Michael Tilson Thomas and a New Project
Michael Tilson Thomas, 61, the music director of the San Francisco Symphony Orchestra, has a new project, the ambitious Keeping Score which he hopes will help make symphonic music less intimidating.
Chron.com reports: “Envisioned as a five-year, $23 million project, Keeping Score features a PBS series, a national radio series, an interactive Web site and outreach programs that organizers hope will involve 500 teachers and 75,000 students around the country.”
Thomas commented: “It presupposes the idea that there are intriguing things to find out about classical music– about the back story of the particular performance, and certainly the back story of the piece itself and the era of which it comes, and that it’s all fun to actually learn to comprehend things about the way music itself works.”
With Thomas in the updated Bernsteinesque role as guide, the TV series will debut in November, promising three ear-opening documentaries over successive weeks exploring Beethoven’s Eroica Symphony, Stravinsky’s The Rite of Spring and Aaron Copland’s life and music.
The radio series, “The MTT Files,” will feature eight hourlong installments about life, music and art, including a Thomas interview of soul singer James Brown.
“The website will help novices and sophisticates better understand the piece’s themes, structure, orchestration and mood-changing keys.
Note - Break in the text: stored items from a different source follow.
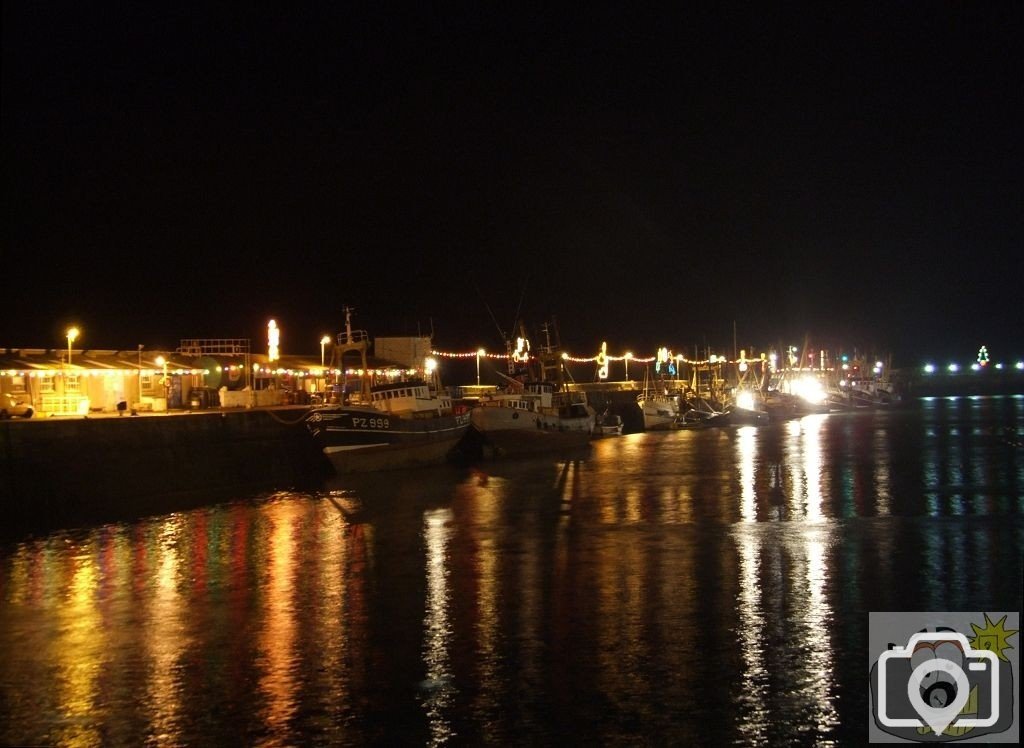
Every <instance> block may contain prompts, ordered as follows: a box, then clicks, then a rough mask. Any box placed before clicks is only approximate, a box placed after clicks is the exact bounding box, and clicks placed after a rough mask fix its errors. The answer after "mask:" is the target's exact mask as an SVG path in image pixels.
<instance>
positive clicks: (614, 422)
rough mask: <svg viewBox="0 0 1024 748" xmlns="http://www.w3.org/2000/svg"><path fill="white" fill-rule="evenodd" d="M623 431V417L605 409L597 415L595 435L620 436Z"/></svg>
mask: <svg viewBox="0 0 1024 748" xmlns="http://www.w3.org/2000/svg"><path fill="white" fill-rule="evenodd" d="M622 432H623V417H622V416H620V415H616V414H614V413H609V412H608V411H604V412H603V413H601V414H599V415H598V416H597V419H596V421H595V423H594V435H595V437H618V435H621V434H622Z"/></svg>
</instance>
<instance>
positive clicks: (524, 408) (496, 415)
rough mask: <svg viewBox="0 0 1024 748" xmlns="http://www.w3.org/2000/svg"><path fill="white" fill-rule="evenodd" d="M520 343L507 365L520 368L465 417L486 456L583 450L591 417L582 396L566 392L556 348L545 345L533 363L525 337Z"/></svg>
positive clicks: (571, 390) (593, 412) (593, 409)
mask: <svg viewBox="0 0 1024 748" xmlns="http://www.w3.org/2000/svg"><path fill="white" fill-rule="evenodd" d="M519 341H520V345H519V347H518V348H517V352H516V354H515V355H512V354H510V356H509V361H510V362H511V363H513V364H519V365H520V366H519V367H518V368H516V369H514V370H513V371H510V374H511V375H512V376H508V377H505V378H506V380H507V383H506V386H505V388H504V389H502V390H499V391H495V392H487V393H484V394H481V396H480V398H479V400H478V401H477V402H476V405H475V407H474V408H473V409H472V411H471V414H470V415H471V420H472V425H473V429H474V431H476V432H477V434H478V435H479V438H480V441H481V442H482V443H483V445H484V447H485V451H487V452H490V453H493V454H525V453H536V452H549V451H553V450H564V449H567V448H579V447H585V446H586V445H587V444H588V443H589V442H590V439H591V437H592V435H593V433H594V427H595V421H596V413H595V411H594V409H593V408H592V407H591V406H590V405H589V403H588V402H587V393H586V392H583V391H575V390H569V389H568V388H567V386H566V383H565V370H564V365H563V360H562V358H561V355H560V352H559V351H557V350H556V348H557V344H556V345H555V346H552V345H551V342H550V339H548V341H547V344H546V345H545V346H544V347H543V348H542V350H541V354H540V356H538V357H536V358H534V357H531V356H530V355H529V348H528V343H527V342H526V341H525V337H524V336H523V337H520V338H519ZM503 376H504V375H503Z"/></svg>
As the music plays, users can follow the score even if they can’t read notes. In a variation of follow the bouncing ball, the main themes will be highlighted as the music plays, enabling users to see how the composer tosses around melodies and harmonies to different instruments”.
David Kennard, who worked with Michael Tilson Thomas as co-producer of the TV series, said: “You can produce all that ‘Tubby the Tuba’-type thing, which these days doesn’t go down. What we tried to do is to capture him talking to us as individuals, to the single documentary camera, to really share why he constantly puts himself on the line in terms of exhaustion and everything else. There are you know a number of great conductors. But he’s a great conductor who can actually talk.”